Raphael, gostei. Bastante informação. Quais grupos e indivíduos executam esse projeto?
Valeu, Marcel. Qual projeto? O desengajamento unilateral virou política oficial do governo israelense.
Qualquer governo? Quais partidos estão por trás dessa política?
Bem, a política começou a ser formulada na década de 90, e aplicada durante o governo Rabin (portanto, Avodá). Mas na prática, e especialmente depois da 2a Intifada, sempre foi mais uma política de Estado do que de governo. Houveram variações no modo como cada primeiro-ministro desde então (fosse Avodá, Likud ou Kadima) a aplicou – a “hard hafrada” de Rabin e Barak versus a “soft hafrada” de Shimon Peres -, mas em geral o desengajamento unilateral é quase um consenso entre os partidos da centro-direita à centro-esquerda.

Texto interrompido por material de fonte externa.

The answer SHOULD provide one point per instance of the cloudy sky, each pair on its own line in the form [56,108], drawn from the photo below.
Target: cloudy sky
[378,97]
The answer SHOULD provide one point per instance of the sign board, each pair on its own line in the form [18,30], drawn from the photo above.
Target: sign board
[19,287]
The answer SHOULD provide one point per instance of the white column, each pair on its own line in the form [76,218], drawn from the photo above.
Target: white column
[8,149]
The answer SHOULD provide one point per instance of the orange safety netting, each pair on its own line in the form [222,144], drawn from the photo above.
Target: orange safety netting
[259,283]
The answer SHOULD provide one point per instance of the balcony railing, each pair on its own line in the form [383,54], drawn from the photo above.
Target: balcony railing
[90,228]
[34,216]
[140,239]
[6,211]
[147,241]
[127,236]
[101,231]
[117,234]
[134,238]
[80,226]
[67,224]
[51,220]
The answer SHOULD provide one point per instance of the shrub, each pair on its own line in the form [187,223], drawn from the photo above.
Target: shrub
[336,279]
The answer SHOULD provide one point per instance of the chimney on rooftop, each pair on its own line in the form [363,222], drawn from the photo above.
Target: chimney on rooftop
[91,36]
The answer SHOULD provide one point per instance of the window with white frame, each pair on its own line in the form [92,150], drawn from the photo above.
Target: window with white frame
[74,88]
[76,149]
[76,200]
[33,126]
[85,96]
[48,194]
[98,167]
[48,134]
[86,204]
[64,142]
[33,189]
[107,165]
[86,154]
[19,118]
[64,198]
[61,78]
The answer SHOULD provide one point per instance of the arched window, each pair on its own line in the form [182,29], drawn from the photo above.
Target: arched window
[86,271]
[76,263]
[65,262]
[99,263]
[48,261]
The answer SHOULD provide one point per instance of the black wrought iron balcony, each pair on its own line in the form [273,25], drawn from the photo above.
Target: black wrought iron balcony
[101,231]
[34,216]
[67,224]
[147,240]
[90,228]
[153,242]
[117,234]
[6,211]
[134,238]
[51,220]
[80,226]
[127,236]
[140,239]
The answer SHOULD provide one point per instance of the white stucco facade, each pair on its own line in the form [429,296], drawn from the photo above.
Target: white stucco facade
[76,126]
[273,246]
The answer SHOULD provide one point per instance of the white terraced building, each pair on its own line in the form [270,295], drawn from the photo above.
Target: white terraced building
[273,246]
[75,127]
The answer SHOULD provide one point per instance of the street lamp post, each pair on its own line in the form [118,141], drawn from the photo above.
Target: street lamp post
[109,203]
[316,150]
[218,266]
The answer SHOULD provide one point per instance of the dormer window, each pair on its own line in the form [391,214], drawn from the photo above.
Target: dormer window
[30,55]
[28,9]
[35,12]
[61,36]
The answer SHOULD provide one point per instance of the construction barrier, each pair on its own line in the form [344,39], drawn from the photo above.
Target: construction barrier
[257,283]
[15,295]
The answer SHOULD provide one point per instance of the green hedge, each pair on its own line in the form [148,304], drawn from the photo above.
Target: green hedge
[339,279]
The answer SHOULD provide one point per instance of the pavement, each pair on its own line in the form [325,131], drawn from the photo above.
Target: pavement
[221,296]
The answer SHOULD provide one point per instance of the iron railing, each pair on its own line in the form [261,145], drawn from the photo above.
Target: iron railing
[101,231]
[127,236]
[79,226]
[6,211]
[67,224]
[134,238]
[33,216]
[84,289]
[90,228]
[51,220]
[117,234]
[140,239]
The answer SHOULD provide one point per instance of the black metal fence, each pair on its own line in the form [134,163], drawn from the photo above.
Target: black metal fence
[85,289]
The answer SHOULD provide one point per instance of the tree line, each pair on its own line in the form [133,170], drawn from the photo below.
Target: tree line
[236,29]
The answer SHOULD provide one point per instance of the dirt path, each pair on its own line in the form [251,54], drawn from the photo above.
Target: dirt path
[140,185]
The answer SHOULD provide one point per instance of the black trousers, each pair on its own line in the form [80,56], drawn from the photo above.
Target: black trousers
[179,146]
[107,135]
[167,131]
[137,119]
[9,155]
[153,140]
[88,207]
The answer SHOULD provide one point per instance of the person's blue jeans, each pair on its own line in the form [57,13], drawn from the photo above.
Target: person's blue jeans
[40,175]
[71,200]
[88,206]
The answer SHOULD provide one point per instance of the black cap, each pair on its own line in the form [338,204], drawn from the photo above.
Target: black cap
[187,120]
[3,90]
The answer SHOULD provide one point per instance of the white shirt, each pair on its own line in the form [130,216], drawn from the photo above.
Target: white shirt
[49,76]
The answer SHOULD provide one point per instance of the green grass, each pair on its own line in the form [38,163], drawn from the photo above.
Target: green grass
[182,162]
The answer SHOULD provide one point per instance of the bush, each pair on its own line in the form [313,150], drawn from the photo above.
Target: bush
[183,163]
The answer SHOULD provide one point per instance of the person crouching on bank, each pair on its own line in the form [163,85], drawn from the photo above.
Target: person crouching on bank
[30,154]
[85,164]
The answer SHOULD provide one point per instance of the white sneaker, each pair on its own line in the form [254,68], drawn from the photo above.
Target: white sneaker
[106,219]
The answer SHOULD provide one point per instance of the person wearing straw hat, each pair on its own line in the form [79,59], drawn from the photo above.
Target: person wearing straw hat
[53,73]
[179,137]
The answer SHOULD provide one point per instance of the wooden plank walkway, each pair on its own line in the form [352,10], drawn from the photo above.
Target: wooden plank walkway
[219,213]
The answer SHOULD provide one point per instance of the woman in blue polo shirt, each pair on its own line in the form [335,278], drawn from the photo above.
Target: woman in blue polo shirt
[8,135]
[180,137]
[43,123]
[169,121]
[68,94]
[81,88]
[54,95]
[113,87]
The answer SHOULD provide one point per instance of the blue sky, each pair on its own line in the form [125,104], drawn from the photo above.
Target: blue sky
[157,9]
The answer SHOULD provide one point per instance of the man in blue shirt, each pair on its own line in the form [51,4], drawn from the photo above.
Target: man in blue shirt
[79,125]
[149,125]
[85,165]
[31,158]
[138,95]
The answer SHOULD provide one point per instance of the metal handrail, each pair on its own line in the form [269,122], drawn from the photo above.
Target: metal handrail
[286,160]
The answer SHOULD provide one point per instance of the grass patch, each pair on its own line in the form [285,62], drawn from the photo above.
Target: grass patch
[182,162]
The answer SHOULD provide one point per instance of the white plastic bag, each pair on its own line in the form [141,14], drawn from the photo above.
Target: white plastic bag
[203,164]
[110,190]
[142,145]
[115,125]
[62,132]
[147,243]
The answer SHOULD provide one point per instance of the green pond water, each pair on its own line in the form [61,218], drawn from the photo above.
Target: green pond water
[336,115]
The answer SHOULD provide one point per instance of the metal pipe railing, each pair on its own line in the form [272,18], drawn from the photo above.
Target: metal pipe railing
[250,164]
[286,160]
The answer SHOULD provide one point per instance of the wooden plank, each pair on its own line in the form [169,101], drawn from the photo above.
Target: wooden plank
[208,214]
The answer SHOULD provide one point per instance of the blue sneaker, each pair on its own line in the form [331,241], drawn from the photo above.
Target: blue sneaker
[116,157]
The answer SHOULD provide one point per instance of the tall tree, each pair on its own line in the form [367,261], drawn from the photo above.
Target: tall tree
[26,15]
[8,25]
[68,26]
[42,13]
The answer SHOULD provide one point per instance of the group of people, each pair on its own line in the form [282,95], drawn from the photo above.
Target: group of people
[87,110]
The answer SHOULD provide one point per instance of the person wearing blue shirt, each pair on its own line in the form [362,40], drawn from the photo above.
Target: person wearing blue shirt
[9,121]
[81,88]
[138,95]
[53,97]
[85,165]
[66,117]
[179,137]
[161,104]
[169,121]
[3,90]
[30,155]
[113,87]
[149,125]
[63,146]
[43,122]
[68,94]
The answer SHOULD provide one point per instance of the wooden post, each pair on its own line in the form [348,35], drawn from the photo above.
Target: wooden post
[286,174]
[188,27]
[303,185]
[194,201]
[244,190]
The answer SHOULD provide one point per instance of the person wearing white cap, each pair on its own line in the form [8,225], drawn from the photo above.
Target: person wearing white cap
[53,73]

Antes de uma política ideológica, eu o vejo mais como uma estratégia pragmática.
Os opositores da hafradá são, em geral, os partidos à esquerda do Avodá tanto sionistas quanto não-sionistas, e, em parte, também os partidos da extrema-direita, pois sua aplicação resultaria no desmantelamento de muitos dos assentamentos menores e na criação de um “Estado palestino” na Área A.